Pada konsep segi tiga penyakit tersebut, apabila salah satu faktor penyebab tidak ada, maka
tidak akan terjadi suatu penyakit pada tanaman. Namun, apabila dalam kondisi pertumbuhan
tanaman terdapat pathogen disekitar tanaman tersebut serta lingkungan mendukung
pertumbuhan pathogen, maka kecenderungan untuk terjadinya infeksi penyakit pada tanaman
cukup besar (Adinugroho, 2008:14).
Konsep timbulnya suatu penyakit semakin berkembang seiring dengan berkembangnya ilmu
penyakit tumbuhan, pada awalnya para pakar yang dipelopori oleh DeBary (dalam
Adinugroho, 2008:4) menujuk pathogen sebagai penyebab penyakit yang utama.Dalam
perkembangannya, diketahui bahwa dalam berbagai buku teks mengenai penyakit tumbuhan
umunya dianut konsep segitiga penyakit (disease triangle) seperti antara lain dikemukan oleh
Blanchard dan Tattar (dalam Adinugroho, 2008:4). Ketiga komponen penyakit tersebut
adalah inang, pathogen dan lingkungan.
Kemudian berkembang sebuah konsep yang didasari pemikiran bahwa manusia ikut berperan
dalam timbulnya suatu penyakit tumbuhan (Triharsono, 2010:51).Hal tersebut dikarenakan
manusia dapat memberikan pengaruh terhadap pathogen dan tanaman inang itu sendiri serta
kondisi lingkungan sebagai faktor-faktor yang dapat menimbulkan penyakit tanaman.Konsep
ini dikenal dengan segi empat penyakit (dalam Adinugroho, 2008:4).

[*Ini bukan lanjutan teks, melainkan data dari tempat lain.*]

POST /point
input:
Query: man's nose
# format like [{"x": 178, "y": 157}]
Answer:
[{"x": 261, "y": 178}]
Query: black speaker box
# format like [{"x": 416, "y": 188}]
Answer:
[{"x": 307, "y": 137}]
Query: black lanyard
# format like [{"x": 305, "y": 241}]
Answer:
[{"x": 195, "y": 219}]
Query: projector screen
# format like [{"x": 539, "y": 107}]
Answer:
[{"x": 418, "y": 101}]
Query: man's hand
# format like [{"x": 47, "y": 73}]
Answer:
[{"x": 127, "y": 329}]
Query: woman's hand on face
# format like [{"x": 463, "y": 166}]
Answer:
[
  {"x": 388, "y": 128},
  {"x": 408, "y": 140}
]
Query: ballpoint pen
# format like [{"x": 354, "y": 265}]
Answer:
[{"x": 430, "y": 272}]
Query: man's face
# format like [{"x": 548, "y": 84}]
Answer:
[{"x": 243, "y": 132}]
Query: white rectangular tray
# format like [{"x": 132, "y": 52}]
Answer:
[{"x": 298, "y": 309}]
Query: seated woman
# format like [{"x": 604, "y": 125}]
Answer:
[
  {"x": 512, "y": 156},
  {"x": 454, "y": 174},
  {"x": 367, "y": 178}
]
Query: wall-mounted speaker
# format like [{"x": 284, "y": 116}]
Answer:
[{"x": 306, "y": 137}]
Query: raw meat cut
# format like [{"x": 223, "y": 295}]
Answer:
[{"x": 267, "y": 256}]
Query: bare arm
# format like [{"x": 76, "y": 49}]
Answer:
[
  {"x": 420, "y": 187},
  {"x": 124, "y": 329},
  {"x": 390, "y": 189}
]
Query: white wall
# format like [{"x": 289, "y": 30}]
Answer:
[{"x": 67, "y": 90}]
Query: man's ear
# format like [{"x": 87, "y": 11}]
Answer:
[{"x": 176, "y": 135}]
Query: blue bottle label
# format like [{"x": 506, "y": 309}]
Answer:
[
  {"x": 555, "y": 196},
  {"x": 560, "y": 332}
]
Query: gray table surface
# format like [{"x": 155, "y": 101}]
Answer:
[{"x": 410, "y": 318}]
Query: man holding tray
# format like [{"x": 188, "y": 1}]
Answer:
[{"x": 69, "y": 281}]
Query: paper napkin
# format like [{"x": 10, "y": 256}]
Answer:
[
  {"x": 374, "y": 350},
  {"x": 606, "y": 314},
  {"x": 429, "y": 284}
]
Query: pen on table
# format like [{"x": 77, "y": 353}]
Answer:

Dalam konsep segi empat gangguan, gangguan akan terjadi jika tanaman rentan berinteraksi
dengan patogen virulen dalam lingkungan yang menguntungkan perkembangan pengganggu,
karena adanya tindakan manusia. Dengan demikian perlindungan tanaman pada konsep segi
empat gangguan ini ditujukan untuk empat sasaran, yaitu tanaman, pengganggu, lingkungan
dan manusia (Purnomo, 2006:6). Sehingga dibutuhkan manajemen lahan yang baik oleh
manusia agar tidak melakukan tindakan yang mengakibatkan terjadinya interaksi ketiga
faktor dalam konsep segi tiga gangguan.
Untuk timbulnya suatu penyakit paling sedikit diperlukan tiga faktor yang mendukung, yaitu
tanaman inang atau host, penyebab penyakit atau pathogen dan faktor lingkungan.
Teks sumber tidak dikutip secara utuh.